Sonra Nazım'ın dediğini yaptım ve gidip rahat bir koltuğa uzandım. Kokulu bir mum yaktım, gözlerimi kapadım ve içimdeki çocuğa seslendim. Orada duruyordu. Korkudan çömelmiş, sesi içine kaçmış, ürkek, titrek, zayıf... Ama hala orada. Yardıma muhtaç. Beni karşıladı. Kafasını kaldırıp bana baktı, boncuk siyah gözleri korku ve ümit doluydu. Onunla konuşmaya başladım. İlk kez sesimi duydu. Ona sarıldım. İlk kez o da bana sarıldı. Onun elinden tuttum, elimi bırakmadı... Sonunda ona ulaşabildim...
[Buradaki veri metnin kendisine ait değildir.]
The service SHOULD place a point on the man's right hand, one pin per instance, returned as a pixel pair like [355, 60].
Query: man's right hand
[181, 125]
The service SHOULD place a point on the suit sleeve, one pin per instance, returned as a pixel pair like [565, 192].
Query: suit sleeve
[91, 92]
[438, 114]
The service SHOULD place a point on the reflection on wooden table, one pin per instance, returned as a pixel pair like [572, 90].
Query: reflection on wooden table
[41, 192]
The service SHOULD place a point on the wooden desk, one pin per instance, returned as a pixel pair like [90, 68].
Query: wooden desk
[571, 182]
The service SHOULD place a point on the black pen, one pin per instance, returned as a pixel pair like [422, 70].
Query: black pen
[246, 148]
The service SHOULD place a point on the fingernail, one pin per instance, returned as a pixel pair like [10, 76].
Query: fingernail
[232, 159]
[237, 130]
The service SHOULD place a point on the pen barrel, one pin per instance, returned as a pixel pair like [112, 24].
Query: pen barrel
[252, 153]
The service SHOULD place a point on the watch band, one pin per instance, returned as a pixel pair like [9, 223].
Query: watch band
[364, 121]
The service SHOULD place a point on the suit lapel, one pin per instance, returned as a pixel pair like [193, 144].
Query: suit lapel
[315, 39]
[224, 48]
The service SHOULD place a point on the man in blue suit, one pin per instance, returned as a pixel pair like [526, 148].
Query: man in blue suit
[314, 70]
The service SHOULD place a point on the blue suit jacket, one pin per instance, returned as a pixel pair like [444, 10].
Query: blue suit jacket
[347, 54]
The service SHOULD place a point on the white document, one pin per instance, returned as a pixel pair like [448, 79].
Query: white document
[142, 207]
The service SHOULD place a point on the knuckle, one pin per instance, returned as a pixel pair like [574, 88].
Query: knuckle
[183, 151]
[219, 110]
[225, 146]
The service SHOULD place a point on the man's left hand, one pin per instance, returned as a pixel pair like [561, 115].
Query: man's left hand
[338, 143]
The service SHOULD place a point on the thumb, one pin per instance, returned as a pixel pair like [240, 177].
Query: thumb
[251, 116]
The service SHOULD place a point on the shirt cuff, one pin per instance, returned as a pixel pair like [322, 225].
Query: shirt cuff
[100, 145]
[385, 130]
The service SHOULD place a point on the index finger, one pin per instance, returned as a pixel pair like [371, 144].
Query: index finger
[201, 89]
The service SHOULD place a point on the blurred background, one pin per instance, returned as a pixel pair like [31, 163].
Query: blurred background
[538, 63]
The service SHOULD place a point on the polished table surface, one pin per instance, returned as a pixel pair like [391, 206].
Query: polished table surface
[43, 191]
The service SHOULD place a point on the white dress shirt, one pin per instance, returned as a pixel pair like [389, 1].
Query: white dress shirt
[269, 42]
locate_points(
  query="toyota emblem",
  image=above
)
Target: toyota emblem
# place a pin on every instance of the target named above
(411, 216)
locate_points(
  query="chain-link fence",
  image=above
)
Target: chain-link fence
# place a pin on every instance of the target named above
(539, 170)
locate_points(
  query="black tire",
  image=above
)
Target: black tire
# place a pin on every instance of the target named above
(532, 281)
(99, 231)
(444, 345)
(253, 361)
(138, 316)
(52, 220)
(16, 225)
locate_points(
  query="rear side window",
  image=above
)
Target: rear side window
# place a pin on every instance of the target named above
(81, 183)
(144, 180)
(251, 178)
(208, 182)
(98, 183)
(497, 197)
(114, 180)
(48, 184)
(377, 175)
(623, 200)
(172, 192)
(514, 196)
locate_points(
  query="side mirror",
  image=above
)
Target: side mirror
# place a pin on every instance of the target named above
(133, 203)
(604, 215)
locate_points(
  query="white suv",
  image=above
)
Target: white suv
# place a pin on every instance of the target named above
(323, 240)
Gerisi gelecek, biliyorum. Bu gece ilk adımı attım ama burada bitmedi, bitmeyecek. Daha ne oyunlar oynayacağız biz o minik, şirin kız çocuğuyla:) Kendisini çok özlemişim.

30 Aralık 2021

Neden?

Neden? Düşünüyorum, birlikte olmak için seni zorladığımı zannetmiyorum. Neden? Gerçekten neden? Sana zorla yüzük aldırmadım, zorla kendime evlenme teklif ettirmedim, kendimle nişanlamadım, nikah masasına zorla oturtmadım. Bu birlikteliği ben zorla başlatmadım, bunların hiçbirini zorla yapmadım. Sen de istedin, sen de geldin ve birlikte olduk. Öyle sevdiğini düşündüm, öyle ya, insan sevmese bunları niye yapardı ki? Nasıl yapardı ki?


Gerçekten çok mutsuzum senin yüzünden. Gerçekten neden? Ben tek başıma mı yaşadım bu ilişkiyi? Kafana silah falan mı dayadım? Bilmeden, fark etmeden sana baskı mı uyguladım? Neden? Soruyorum, neden? Seni hiçbir şeye zorlamadım, istemediğin hiçbir şeyi paylaşmadın. Neden hayatımı altüst ettin? Neden bana sözler verdim de tutmadın? Gerçekten neden?

Bana sadece bir neden ver. Kapanış için buna ihtiyacım var. Senden bunu asla alamayacağımı bilsem de buna gerçekten ihtiyacım var. Neden? Gerçekten neden? Zorla elimi tutturmadım, zorla öptürmedim kendimi, zorla yatağa girmedim seninle. Merak ediyorum biliyor musun bana bir kere seni seviyorum dedin mi sen? Hiç hatırlamıyorum. Neden? Çok mutsuzum gerçekten. Hayatımdan çıkıp gitmene çok ihtiyacım var. Beni kökten değiştirdin sen, kökten. Elbette var bir hayır ama göremiyorum. Neden? Çok mutsuzum. Sayende gerçekten çok ama çok mutsuzum.